Effective operation with OPT-125m: DMAP requires only a single forward pass; combined with small models such as OPT-125m, the analysis can be completed in minutes on consumer hardware, greatly lowering the barrier to adoption.

Limitations & Future Work¶

Positioned as an analysis tool rather than a detector: DMAP does not directly output a binary human/machine classification; in detection scenarios, an independent decision layer must be built on top of DMAP, but the paper provides no concrete proposal or AUROC results for this direction.
Scoring model assumption: DMAP requires a specified scoring language model; cross-model evaluation naturally produces tail-biased distributions between base models, which may obscure the signal under analysis. The authors recommend using DMAP to calibrate the direction of bias before designing detectors in such settings.
Short-text limitation: The \(\chi^2\) test requires \(T \geq 10k\) (at least 400 tokens for 40 bins), yielding insufficient statistical power for short texts such as individual tweets or brief comments. Reducing the number of bins alleviates this but also increases information loss.
Entropy truncation threshold \(\lambda\): The paper fixes \(\lambda=2\) without providing ablation studies or an adaptive selection strategy. Entropy distributions vary substantially across domains (code vs. literary writing), and a fixed threshold may be suboptimal.
Modern self-supervised detection methods not explored: The comparisons are limited to the DetectGPT family and Binoculars; no comprehensive evaluation against watermarking-based methods, trained detectors (e.g., RoBERTa-based), or more recent approaches (e.g., the multi-observer MOSAIC framework) is provided.

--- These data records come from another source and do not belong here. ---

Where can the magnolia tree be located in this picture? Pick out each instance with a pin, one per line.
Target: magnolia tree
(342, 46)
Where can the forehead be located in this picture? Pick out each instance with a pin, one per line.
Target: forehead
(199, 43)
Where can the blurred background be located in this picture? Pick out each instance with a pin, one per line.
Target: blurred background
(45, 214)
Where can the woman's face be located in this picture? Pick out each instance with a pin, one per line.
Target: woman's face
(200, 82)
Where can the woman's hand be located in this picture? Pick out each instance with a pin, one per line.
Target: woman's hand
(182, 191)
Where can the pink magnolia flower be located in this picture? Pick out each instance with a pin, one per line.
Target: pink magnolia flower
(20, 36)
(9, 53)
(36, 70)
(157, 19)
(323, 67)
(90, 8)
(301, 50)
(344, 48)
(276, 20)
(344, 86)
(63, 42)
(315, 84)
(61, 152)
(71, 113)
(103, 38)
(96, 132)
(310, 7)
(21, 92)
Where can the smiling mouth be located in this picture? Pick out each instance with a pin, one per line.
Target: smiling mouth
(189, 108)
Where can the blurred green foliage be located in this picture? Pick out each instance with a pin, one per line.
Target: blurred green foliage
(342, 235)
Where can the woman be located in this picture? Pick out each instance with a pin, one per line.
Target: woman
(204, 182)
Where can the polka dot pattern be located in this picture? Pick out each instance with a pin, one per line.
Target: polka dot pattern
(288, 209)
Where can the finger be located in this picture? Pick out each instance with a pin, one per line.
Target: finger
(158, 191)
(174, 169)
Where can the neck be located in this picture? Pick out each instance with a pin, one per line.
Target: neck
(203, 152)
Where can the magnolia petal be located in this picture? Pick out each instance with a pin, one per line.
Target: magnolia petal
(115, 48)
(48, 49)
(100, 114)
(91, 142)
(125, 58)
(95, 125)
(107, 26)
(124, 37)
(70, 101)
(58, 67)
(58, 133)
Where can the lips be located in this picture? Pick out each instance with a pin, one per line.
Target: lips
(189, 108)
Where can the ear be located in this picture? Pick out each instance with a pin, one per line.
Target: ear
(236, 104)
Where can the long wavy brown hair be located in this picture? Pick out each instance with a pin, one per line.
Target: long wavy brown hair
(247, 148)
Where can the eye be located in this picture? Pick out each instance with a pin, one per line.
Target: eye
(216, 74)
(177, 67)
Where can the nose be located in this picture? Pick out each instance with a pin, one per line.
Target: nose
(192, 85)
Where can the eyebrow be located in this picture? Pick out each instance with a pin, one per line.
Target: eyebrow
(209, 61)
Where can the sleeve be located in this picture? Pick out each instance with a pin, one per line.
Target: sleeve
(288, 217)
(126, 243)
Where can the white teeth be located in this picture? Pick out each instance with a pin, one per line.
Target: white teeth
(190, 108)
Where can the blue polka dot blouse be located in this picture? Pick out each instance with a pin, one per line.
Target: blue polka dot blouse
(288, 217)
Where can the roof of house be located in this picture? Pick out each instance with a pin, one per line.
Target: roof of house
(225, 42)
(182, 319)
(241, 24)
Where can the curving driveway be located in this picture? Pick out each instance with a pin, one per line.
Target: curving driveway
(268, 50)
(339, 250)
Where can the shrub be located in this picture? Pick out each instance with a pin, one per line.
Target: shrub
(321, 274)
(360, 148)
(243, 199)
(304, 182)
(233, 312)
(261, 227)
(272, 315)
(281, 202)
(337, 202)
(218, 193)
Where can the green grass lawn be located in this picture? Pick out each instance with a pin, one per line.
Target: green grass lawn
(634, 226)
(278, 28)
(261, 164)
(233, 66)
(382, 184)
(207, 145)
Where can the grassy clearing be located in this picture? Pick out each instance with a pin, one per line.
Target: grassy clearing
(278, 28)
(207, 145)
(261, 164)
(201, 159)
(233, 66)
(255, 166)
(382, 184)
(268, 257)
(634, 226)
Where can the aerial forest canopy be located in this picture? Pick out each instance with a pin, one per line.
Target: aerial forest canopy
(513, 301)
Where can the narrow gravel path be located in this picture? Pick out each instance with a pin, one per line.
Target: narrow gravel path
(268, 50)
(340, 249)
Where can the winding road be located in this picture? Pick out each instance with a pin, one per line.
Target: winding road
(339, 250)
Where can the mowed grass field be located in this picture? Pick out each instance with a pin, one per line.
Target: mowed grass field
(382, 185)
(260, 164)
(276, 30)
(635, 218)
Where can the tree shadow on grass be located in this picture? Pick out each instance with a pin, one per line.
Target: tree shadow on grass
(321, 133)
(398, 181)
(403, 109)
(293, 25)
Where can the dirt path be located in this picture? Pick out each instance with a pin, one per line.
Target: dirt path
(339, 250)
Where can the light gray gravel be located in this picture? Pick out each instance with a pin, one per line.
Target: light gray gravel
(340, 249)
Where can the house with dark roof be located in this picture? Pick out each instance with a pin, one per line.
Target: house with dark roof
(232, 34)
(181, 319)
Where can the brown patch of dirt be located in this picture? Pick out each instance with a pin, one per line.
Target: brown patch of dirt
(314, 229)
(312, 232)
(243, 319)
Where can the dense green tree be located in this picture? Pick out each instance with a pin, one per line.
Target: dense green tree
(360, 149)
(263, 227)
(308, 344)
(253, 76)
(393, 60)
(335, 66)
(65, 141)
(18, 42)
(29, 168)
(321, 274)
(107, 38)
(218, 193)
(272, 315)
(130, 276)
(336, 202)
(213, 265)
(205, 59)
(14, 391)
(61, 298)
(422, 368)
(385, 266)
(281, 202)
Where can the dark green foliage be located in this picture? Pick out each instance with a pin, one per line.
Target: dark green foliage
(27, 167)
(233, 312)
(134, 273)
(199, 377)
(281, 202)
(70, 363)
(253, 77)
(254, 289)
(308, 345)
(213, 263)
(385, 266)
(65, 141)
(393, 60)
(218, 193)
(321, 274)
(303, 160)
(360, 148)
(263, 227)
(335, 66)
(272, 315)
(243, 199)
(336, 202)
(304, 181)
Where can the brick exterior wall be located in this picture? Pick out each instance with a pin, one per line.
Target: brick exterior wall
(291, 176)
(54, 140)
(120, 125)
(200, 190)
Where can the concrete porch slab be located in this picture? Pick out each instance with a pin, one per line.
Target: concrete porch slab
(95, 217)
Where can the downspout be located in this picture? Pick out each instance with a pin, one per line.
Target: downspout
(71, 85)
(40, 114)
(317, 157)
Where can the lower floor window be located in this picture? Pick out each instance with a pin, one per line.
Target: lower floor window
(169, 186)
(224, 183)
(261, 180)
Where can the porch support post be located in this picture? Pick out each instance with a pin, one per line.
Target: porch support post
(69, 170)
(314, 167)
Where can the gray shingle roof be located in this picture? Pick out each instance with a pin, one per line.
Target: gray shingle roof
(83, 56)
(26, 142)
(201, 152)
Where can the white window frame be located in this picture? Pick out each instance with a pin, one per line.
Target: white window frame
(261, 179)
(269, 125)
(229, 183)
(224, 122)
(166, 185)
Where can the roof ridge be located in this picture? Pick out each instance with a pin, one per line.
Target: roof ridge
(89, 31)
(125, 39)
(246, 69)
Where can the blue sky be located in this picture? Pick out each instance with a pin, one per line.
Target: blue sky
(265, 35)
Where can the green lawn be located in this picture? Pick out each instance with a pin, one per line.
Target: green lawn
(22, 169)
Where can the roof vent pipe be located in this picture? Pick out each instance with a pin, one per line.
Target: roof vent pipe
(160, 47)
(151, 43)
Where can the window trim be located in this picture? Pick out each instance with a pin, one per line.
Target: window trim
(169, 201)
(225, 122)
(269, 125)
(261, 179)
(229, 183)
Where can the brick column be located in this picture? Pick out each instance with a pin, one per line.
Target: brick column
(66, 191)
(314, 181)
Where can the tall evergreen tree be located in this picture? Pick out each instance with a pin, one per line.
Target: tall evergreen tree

vs. DetectGPT/FastDetectGPT: Built on the probability curvature assumption, DMAP precisely characterizes the condition under which these methods fail—under pure sampling, cross-model evaluation is tail-biased, opposite to the expected curvature direction (AUROC < 0.5). DMAP's principle of "first use visualization to determine head/tail bias direction, then design the detector" is more principled than assuming a fixed curvature direction.
vs. Binoculars: Uses a dual-model probability ratio for normalization, but its theoretical justification is unclear (the original authors state "the theoretical justification for their normalization scheme remains unclear"), whereas DMAP's uniformity theorem provides a transparent theoretical guarantee.
vs. GLTR: Both perform token-level visualization, but GLTR only applies discrete coloring based on rank (top-10/100/1000), making it a coarse discrete approximation of DMAP. DMAP retains full probability and rank information through a continuous mapping.
Intersection with model calibration literature: The DMAP perspective complements research on "overconfidence in instruction-tuned models"—Luo et al. 2025 and Shen et al. 2024 study overconfidence from a calibration standpoint, while DMAP provides visualization and quantification tools from the perspective of the generation distribution; the two lines of work are mutually complementary.

Rating¶

Novelty: ⭐⭐⭐⭐⭐ The "pure sampling = uniform distribution" theorem in Proposition 3.1 is concise and powerful, offering an entirely new perspective on text analysis.
Experimental Thoroughness: ⭐⭐⭐⭐ Three application scenarios are thoroughly demonstrated (parameter verification, detection method analysis, SFT fingerprinting), though quantitative comparison as a standalone detector is relatively weak.
Writing Quality: ⭐⭐⭐⭐⭐ Mathematical derivations are concise and rigorous, intuitions are clearly explained, and the appendices are exceptionally detailed (covering prompt sensitivity, convergence analysis, and adversarial robustness).
Value: ⭐⭐⭐⭐⭐ Uncovers systematic data errors in multiple top-venue papers, and provides rigorous theoretical tools and new design principles for text analysis and detection method development.